Fast forward almost a year, my coworker created a bath of Smooth Rock Tripe that she picked up while in Rhode Island and soaked for three months. The resulting dye bath looked very similar to grape juice, a dark rich purple, a color that our yarn sucked up happily and willingly.

This time around, I dyed three skeins: two of 100% wool (worsted weight) and one that began as a golden yellow. The color of the yarn post-bath and rinse is different from the dye color and the color of the yarn while in the bath. The smooth rock tripe created a cooper color when mixed with the golden yellow and a matte purple when allowed to sit on the 100% wool skeins — a very different color from the initial bath and my expectations. In other words, not exactly the look I was going for on the worsted yarn, but I’m still happy with the results.

Unfortunately, I don’t have a lot of the cooper yarn. It will have to be used as an accent color or in a very small project. 440 yards of worsted weight is a good amount, however, I foresee at matching hat/mitten set in my future (or perhaps a wide woven scarf).

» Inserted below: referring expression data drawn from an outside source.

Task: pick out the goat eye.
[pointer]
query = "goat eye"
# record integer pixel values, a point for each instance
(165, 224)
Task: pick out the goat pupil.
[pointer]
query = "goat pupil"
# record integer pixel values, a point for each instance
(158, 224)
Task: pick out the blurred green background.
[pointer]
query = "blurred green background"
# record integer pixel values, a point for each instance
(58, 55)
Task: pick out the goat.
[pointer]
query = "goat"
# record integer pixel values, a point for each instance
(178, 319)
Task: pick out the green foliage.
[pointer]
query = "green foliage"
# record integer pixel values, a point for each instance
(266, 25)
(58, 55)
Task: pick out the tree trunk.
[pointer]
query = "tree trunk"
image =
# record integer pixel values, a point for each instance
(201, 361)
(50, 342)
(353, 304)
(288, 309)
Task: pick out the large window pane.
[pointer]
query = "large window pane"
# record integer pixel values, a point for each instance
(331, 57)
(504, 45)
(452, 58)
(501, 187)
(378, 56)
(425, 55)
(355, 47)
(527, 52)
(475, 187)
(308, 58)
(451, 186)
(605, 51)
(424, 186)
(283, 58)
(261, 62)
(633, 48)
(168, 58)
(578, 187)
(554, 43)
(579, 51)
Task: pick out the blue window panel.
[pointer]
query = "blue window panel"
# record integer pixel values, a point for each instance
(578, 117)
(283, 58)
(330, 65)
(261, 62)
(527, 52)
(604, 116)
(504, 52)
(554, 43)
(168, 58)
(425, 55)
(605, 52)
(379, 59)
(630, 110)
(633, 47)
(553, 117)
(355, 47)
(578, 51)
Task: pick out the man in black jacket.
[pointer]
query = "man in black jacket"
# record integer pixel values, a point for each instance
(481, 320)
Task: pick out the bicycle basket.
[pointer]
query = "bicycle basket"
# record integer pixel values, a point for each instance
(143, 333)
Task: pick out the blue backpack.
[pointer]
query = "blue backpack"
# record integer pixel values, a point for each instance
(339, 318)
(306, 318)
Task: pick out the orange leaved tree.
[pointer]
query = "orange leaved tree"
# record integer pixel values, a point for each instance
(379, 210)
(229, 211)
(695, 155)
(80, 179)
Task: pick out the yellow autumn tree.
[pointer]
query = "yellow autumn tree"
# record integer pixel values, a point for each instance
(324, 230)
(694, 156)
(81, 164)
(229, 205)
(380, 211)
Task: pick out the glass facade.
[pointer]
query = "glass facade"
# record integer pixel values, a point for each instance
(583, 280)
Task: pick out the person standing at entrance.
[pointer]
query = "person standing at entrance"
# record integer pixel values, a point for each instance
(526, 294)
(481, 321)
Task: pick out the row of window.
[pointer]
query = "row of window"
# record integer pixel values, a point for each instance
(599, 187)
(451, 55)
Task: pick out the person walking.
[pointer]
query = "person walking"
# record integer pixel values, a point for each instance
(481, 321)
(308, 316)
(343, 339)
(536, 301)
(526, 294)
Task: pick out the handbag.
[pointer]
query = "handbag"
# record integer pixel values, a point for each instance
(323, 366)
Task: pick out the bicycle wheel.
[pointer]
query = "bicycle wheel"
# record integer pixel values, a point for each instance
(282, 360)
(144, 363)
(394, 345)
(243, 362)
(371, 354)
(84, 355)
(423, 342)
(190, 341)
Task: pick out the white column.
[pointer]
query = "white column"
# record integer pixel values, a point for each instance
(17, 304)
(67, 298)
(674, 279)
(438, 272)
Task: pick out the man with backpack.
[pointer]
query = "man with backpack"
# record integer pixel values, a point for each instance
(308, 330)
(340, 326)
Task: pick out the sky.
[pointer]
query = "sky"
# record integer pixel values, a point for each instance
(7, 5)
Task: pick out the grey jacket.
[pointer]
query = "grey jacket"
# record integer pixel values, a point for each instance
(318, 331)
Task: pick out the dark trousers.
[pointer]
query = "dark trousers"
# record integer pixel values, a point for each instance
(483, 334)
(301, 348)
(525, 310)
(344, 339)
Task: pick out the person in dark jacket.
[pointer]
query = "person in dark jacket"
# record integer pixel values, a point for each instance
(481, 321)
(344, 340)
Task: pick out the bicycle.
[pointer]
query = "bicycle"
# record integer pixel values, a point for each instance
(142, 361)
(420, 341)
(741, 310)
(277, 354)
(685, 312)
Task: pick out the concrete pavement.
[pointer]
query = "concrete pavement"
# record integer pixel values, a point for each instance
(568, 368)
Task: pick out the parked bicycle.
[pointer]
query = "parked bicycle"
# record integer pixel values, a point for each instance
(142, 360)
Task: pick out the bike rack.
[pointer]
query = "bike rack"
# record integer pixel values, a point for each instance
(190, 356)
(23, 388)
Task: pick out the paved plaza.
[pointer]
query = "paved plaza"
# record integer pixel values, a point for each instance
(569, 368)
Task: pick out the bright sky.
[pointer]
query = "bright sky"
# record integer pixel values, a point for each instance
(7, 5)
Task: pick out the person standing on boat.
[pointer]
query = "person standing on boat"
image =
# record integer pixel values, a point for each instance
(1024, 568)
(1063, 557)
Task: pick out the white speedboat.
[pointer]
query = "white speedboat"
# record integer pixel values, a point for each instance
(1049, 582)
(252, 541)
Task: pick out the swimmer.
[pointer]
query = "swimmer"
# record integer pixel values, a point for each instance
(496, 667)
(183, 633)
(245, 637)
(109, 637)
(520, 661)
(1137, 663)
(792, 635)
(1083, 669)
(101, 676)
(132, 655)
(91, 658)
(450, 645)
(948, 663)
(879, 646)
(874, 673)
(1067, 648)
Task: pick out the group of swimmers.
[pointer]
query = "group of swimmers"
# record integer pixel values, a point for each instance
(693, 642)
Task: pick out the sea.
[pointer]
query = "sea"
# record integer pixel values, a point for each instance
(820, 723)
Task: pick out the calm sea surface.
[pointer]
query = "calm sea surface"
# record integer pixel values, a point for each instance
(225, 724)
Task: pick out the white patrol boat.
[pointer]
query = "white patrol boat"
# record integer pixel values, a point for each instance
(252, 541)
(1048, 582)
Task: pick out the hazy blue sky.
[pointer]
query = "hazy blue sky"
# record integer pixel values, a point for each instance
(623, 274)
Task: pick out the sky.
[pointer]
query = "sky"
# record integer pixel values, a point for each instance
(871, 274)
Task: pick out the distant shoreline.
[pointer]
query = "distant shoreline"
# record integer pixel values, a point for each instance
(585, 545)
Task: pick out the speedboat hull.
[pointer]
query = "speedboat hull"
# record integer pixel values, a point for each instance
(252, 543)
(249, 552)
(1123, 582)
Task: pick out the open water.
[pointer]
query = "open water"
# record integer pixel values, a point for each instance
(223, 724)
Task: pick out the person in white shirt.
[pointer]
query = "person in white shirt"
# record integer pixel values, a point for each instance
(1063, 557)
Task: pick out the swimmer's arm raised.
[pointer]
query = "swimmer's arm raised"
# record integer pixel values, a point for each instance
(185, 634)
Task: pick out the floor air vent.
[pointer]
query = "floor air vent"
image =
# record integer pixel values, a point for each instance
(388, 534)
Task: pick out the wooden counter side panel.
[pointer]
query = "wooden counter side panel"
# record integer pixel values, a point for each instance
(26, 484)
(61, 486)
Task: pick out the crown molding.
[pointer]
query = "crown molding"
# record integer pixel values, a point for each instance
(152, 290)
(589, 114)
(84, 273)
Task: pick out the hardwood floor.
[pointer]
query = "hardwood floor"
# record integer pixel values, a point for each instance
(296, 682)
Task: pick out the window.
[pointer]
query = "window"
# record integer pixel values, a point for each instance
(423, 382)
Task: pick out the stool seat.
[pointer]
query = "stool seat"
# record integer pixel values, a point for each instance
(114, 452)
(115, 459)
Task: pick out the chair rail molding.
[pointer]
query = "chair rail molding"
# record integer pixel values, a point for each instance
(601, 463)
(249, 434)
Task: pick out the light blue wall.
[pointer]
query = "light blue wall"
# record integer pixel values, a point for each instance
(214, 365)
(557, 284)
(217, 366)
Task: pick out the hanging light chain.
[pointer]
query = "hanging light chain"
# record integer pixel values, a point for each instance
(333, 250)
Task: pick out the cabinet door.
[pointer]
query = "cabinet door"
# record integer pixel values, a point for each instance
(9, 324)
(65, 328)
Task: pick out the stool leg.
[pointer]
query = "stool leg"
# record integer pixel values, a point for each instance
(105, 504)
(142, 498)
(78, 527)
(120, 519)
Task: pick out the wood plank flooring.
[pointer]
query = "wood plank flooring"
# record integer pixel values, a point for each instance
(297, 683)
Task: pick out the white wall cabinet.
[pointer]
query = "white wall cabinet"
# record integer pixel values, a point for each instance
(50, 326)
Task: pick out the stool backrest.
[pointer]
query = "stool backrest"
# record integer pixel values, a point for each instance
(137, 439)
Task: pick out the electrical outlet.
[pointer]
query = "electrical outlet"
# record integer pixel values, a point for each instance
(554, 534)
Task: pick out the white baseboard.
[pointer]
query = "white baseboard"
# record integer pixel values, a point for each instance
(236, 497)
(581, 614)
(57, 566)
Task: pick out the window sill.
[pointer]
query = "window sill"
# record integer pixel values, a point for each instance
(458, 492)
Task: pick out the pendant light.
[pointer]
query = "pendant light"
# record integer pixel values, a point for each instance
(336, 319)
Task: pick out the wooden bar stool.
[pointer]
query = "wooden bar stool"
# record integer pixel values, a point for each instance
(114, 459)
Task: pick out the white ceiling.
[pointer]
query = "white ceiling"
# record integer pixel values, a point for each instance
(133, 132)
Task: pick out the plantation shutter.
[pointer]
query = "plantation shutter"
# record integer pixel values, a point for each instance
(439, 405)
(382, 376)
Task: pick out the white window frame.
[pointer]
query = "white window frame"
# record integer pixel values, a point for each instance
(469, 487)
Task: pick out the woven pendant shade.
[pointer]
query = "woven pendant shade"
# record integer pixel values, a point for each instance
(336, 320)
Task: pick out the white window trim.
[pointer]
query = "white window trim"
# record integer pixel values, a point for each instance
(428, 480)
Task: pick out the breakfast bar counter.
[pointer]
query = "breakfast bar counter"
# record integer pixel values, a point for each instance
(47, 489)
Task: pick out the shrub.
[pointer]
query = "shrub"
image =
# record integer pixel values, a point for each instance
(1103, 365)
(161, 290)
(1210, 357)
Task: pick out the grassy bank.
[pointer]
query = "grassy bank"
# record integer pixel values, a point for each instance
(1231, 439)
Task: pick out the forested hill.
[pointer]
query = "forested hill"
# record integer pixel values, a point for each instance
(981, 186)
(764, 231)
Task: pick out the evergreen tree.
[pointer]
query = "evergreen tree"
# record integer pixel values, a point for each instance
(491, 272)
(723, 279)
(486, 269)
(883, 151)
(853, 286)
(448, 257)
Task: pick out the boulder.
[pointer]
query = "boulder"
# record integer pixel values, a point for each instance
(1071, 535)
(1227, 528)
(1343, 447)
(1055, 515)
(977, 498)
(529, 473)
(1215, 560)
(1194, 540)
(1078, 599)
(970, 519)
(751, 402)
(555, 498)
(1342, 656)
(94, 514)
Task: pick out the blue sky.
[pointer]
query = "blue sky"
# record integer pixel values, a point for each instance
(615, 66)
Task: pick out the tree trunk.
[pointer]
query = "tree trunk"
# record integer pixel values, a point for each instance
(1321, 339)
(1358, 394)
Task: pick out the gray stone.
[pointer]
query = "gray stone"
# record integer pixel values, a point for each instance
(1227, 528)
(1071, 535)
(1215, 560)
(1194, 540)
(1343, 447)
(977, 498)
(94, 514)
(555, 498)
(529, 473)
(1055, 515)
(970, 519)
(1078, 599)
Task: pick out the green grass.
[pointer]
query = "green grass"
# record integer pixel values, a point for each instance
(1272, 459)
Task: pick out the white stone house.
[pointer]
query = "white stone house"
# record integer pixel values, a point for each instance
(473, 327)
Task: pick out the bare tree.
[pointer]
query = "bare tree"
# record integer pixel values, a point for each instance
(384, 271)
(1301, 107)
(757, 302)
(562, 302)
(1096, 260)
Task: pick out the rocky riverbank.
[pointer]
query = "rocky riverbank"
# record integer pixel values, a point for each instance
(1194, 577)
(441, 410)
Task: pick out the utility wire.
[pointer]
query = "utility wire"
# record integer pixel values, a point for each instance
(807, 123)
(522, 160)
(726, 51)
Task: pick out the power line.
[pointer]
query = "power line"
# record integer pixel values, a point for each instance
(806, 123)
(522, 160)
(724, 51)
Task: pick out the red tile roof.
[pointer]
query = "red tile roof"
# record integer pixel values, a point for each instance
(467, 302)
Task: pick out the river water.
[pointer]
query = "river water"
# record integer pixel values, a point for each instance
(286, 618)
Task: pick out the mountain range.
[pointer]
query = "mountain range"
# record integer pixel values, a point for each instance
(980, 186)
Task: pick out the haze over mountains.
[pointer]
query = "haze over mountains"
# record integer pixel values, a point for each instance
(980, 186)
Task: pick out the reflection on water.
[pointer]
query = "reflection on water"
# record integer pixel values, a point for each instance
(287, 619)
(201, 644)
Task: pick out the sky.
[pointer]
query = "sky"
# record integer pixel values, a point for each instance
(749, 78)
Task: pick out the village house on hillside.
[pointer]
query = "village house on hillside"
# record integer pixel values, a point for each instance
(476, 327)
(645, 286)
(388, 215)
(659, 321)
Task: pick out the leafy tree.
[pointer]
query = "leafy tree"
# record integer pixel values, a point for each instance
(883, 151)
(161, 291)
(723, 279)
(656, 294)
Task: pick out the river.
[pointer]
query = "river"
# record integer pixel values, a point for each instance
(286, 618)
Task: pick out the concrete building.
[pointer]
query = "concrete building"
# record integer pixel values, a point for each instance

My coworker left behind some cooper water, which should create a green dye bath, and some dahlia water, which should create a yellow-orange color. I’m leaning towards dying over the worsted yarn to see if I can create a warmer color, or perhaps something with a bit of variegation. (If I end up dyeing over the worsted weight yarn, I’ll make sure to document what it looks like.)

All in all, I still feel the same way about dyeing (and spinning, when I think about it); I don’t have enough control of what I’m doing to provide me with the results I thought I was going to get. While this isn’t a bad thing and experimentation is fun, it would be nice to be in a place where I do have control and can plan out my projects.